彦根城

滋賀県の東部に位置する彦根城は、姫路城、松本城、犬山城、松江城とともに国宝に指定されている。現存12天主と呼ばれる天守をはじめ、重要文化財の各櫓、下屋敷の庭園である玄宮園、内堀・中堀などが当時の姿を留めている。

彦根城は1992年に世界文化遺産の暫定リストに記載され世界遺産の候補となった。正式な推薦のためにはユネスコに提出する「推薦書」が必要で、この「推薦書」には世界遺産としての価値の説明と、遺産を保護するための計画の説明が記載されなければならない。現在は滋賀県と彦根市が協力し「推薦書」の原案の作成を進めている。

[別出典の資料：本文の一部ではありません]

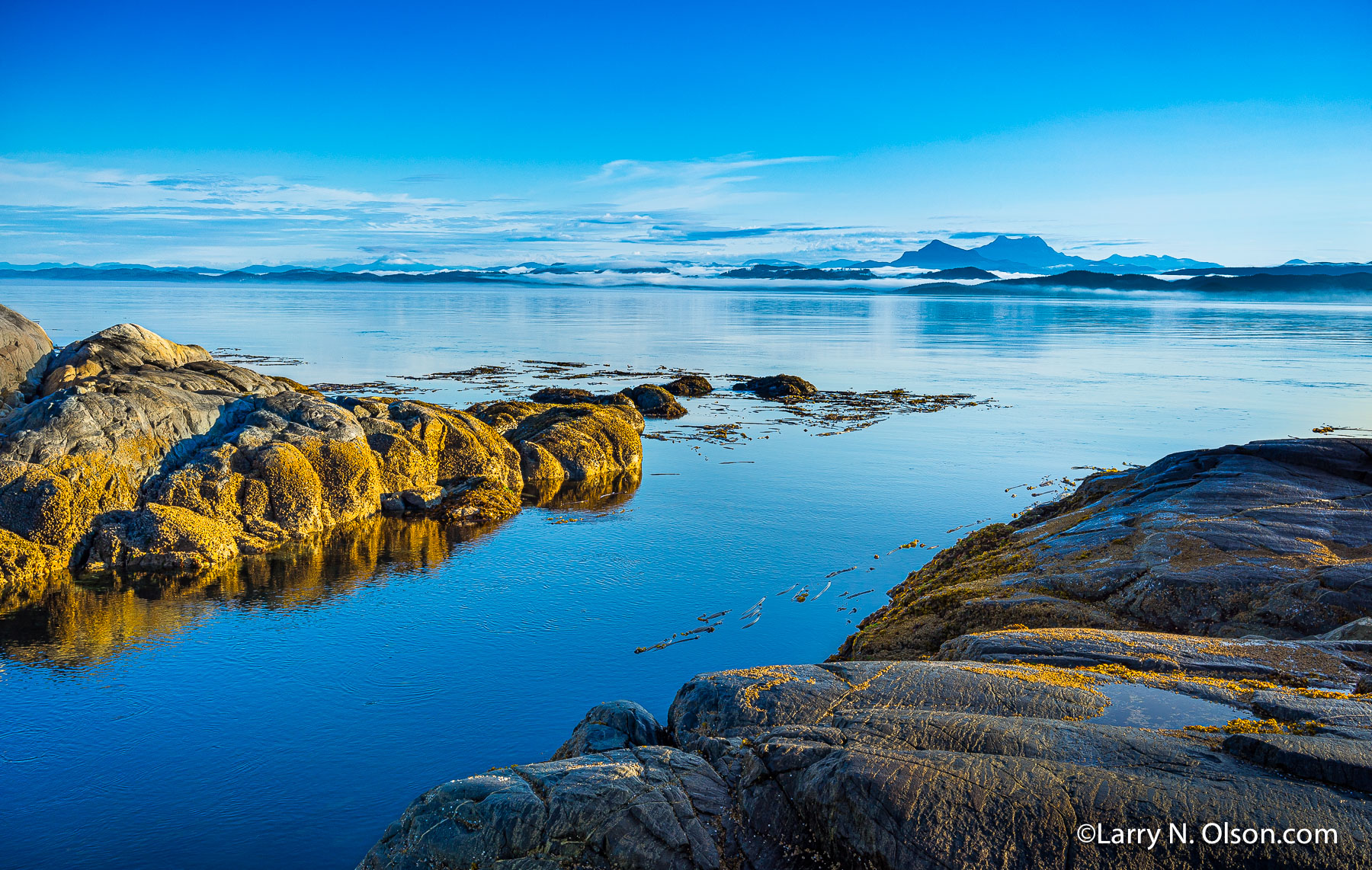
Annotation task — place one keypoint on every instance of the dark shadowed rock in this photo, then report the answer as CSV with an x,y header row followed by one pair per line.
x,y
615,724
643,808
1337,760
25,350
899,765
562,395
1298,663
478,501
653,401
689,386
1356,630
1269,538
777,386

「推薦書」が完成し国内で推薦候補に選ばれると、国からユネスコに「推薦書」が提出され、イコモスの審査を経て世界遺産委員会で登録の可否が決定する。

慶長9年(1604年)徳川家康の命により佐和山城を一掃するため彦根城は着工された。天守は大津城から、天秤櫓は長浜城から移築され、2年足らずで完成した。しかし、表御殿の造営、城郭改造など、城郭の完成は1622年とされている。 井伊直孝は、徳川秀忠、家光、家綱の三代にわたって将軍の執政となり、幕府政治確立にも貢献し、譜代大名としては例のない30万石となる。このほかに幕府領5万石の預かりがあり、彦根藩は合わせて35万石となった。

明治の廃城令により解体の危機にみまわれていたところ、明治11年(1878年)明治天皇が北陸巡幸を終え彦根を通られたときに城保存の大命を下された。

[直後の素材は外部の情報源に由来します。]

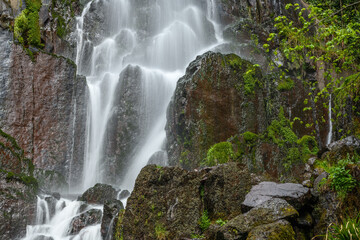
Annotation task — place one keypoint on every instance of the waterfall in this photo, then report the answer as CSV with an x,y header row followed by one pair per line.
x,y
158,39
57,225
124,43
329,137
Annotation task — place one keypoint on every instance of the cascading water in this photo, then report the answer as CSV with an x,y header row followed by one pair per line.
x,y
329,137
156,39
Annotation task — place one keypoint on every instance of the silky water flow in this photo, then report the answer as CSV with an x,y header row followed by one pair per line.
x,y
155,40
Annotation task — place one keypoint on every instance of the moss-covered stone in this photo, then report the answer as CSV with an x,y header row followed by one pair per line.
x,y
280,230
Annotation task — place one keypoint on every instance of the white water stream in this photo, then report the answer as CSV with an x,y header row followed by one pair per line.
x,y
329,137
161,37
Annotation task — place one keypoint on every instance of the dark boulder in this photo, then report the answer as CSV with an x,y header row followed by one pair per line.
x,y
164,198
111,210
268,212
88,218
296,194
124,194
173,199
98,194
225,187
280,230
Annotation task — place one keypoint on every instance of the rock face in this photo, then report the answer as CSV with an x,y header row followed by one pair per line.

そんな彦根城に奥さんとJR新快速に乗りプチデートと称して出かけた。桜の季節だがあいにくの雨降り。雨でもひこニャンはがんばっていた。

今回はプチデート企画。彦根城に行く前に奥さんには先にエサを与えてご機嫌を取っておかなければならん。なぜなら彦根城の見学時間が短くなるから。という訳で彦根駅から雨の中を歩き、夢京橋キャッスルロードへとやってきた。ここには近江牛の肉うどんを食わしてくれる「麺匠ちゃかぽん」がある。

うどんの上に近江牛の薄切り生肉が載っている。熱々のダシは自分でかけて食べるのだ。

熱々のダシのかけ具合で肉のレア度が調整できる。こんなうどんを食わせておくと、奥さんはすこぶる機嫌がよろしい。

さくら満開の彦根城に到着。あぁ青空の下でこの景色を見たかった。ここは南西側の中掘。江戸時代の彦根城は、内堀・中堀・外堀という三重の堀に囲まれていたが、現在は外堀は大部分が埋られてしまい土塁がわずかに残っている。内堀と中堀はほとんどが当時のまま残っている。

京橋口から内掘へと進んでいく。

城の中心にそびえる天主は、完成が慶長12年(1607年)ころであると推定されている。もともと5階4重の大津城の天守を3階3重で移築した可能性が考えられている。

大きな切妻破風、入母屋破風、唐破風を複雑に組み合わせている。

三重の天守は牛蒡積みの石垣の上に建つ。

2階と3階には花頭窓 を配置し、3階には高欄付きの廻縁を巡らせている。

2024年度の世界遺産登録へ向け、江戸時代の藩主や武士たちが彦根城とその周辺に住み、一体となって「統治」していた社会構造に着目し、個別の領地を支配していた戦国時代の武士が、江戸時代に統治者へと転換したとし「彦根城がその統治を表した代表的な城だ」としている。

天主からは琵琶湖や伊吹山が見渡せるらしいが、あいにくの天気で残念。

原木を生かした建築。

彦根城には、天秤櫓、太鼓門櫓、西の丸三重櫓、佐和口多聞櫓と4つの櫓が残っており、すべて重要文化財に指定されている。しかし雨降りプチデートのためじっくり見学はおろか写真を撮るのも忘れていた。

玄宮園は17世紀後半に造られた庭園で、池を中心にさまざまな自然の景観が再現されている。城主らはこの庭園で和歌た漢詩、茶の湯、武芸などを実践した。

ひこニャンと嬉しそうにツーショットを撮るのは奥さんではなく、写真見せろとも言っていないのに「私も彦根城に行ったよ~」と勝手に画像を送信してくる知人A。

御城内御絵図 文化11年(1814年)

彦根御城下惣絵図 天保七年(1836年)

google earth 天守や櫓、下屋敷の庭園である玄宮園、内堀・中堀など当時の姿を留めている、すばらしい城と城下町。